Let’s suppose we have DataFrame df.

There are two ways in which the dataframe can be saved as H2OFrame in PySparkling:

df.write.format("h2o").option("key", "new_key").save()

or

df.write.format("h2o").save("new_key")

Both variants save the dataframe as an H2OFrame with the key new_key. They will not succeed if the H2OFrame with the same key already exists.

Loading & Saving Options

If the key is specified with the key option and also in the load/save method, then the key option is preferred

df = spark.read.from("h2o").option("key", "key_one").load("key_two")

or

df = spark.read.from("h2o").option("key", "key_one").save("key_two")

In both examples, key_one is used.

Usage in Scala

Reading from H2O Frame

Let’s suppose we have H2OFrame frame.

The shortest way in which the dataframe can be loaded from the H2OFrame with default settings is:

val df = spark.read.h2o(frame.key)

There are two more ways in which the dataframe can be loaded from H2OFrame. These calls allow us to specify additional options:

val df = spark.read.format("h2o").option("key", frame.key.toString).load()

or

val df = spark.read.format("h2o").load(frame.key.toString)

Saving to H2O Frame

Let’s suppose we have DataFrame df.

The shortest way in which a dataframe can be saved as an H2O Frame with default settings is:

df.write.h2o("new_key")

There are two additional methods for saving a dataframe as an H2OFrame. These calls allow us to specify additional options:

df.write.format("h2o").option("key", "new_key").save()

or

df.write.format("h2o").save("new_key")

All three variants save the dataframe as an H2OFrame with key new_key. They will not succeed if the H2OFrame with the same key already exists.

Loading & Saving Options

If the key is specified with the key option and also in the load/save method, then the key option is preferred.

val df = spark.read.from("h2o").option("key", "key_one").load("key_two")

or

val df = spark.read.from("h2o").option("key", "key_one").save("key_two")
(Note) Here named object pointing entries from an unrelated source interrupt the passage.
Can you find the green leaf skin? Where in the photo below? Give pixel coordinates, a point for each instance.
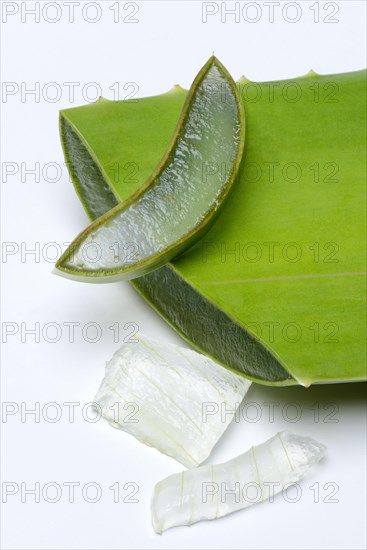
(179, 201)
(225, 305)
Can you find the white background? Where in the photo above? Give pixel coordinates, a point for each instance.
(167, 45)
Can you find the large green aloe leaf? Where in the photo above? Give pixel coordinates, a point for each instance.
(275, 290)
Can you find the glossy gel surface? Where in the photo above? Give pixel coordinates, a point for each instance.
(180, 198)
(170, 398)
(213, 491)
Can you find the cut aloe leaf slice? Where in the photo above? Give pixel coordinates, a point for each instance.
(213, 491)
(180, 200)
(276, 289)
(170, 398)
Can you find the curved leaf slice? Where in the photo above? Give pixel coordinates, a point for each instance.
(274, 320)
(216, 490)
(182, 197)
(139, 395)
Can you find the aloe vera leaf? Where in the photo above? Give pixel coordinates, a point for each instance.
(179, 201)
(139, 395)
(213, 491)
(227, 308)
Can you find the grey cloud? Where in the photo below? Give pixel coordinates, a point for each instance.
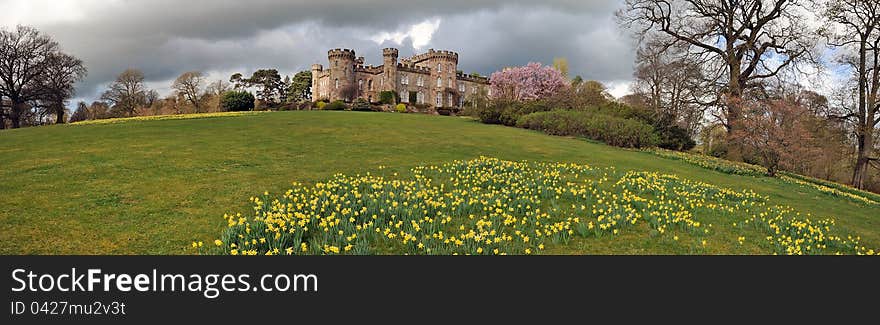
(165, 38)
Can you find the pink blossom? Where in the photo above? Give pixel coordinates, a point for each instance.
(532, 81)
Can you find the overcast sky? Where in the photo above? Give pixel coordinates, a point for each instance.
(164, 38)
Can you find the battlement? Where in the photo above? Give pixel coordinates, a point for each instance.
(389, 52)
(343, 53)
(368, 68)
(409, 67)
(467, 77)
(433, 54)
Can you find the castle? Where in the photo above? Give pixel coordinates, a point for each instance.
(431, 78)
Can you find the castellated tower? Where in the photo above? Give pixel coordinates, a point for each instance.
(342, 74)
(389, 71)
(426, 80)
(317, 69)
(443, 65)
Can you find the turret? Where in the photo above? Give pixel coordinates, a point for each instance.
(342, 75)
(316, 74)
(389, 73)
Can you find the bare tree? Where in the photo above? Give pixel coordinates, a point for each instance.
(217, 88)
(24, 53)
(189, 85)
(776, 134)
(127, 93)
(741, 41)
(855, 27)
(673, 86)
(62, 72)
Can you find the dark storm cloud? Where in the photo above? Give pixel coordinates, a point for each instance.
(165, 38)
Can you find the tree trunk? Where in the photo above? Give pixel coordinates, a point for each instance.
(734, 112)
(15, 116)
(860, 171)
(59, 113)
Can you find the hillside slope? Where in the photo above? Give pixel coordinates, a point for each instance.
(151, 187)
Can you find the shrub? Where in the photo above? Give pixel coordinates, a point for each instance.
(361, 104)
(335, 106)
(612, 130)
(388, 97)
(305, 106)
(507, 112)
(237, 101)
(674, 137)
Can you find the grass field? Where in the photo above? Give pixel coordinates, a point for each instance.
(152, 187)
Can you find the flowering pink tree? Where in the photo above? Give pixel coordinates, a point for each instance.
(532, 81)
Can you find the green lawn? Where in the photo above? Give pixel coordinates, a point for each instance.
(152, 187)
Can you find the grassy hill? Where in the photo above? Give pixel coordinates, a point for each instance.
(152, 187)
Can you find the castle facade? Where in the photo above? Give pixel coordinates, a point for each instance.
(431, 78)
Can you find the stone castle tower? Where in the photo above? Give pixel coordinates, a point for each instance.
(430, 78)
In both examples, key_one is used.

Specifying Saving Mode

There are four save modes available when saving data using the Data Source API: append, overwrite, error and ignore. The full description is available in the Spark documentation for Spark Save Modes.

  • If append is used, an existing H2OFrame with the same key is deleted, and a new one containing the union of all rows from the original H2O Frame and from the appended Data Frame is created with the same key.

  • If overwrite is used, an existing H2OFrame with the same key is deleted, and new one with the new rows is created with the same key.

  • If error is used and an H2OFrame with the specified key already exists, then an exception is thrown.

  • If ignore is used and an H2OFrame with the specified key already exists, then no data is changed.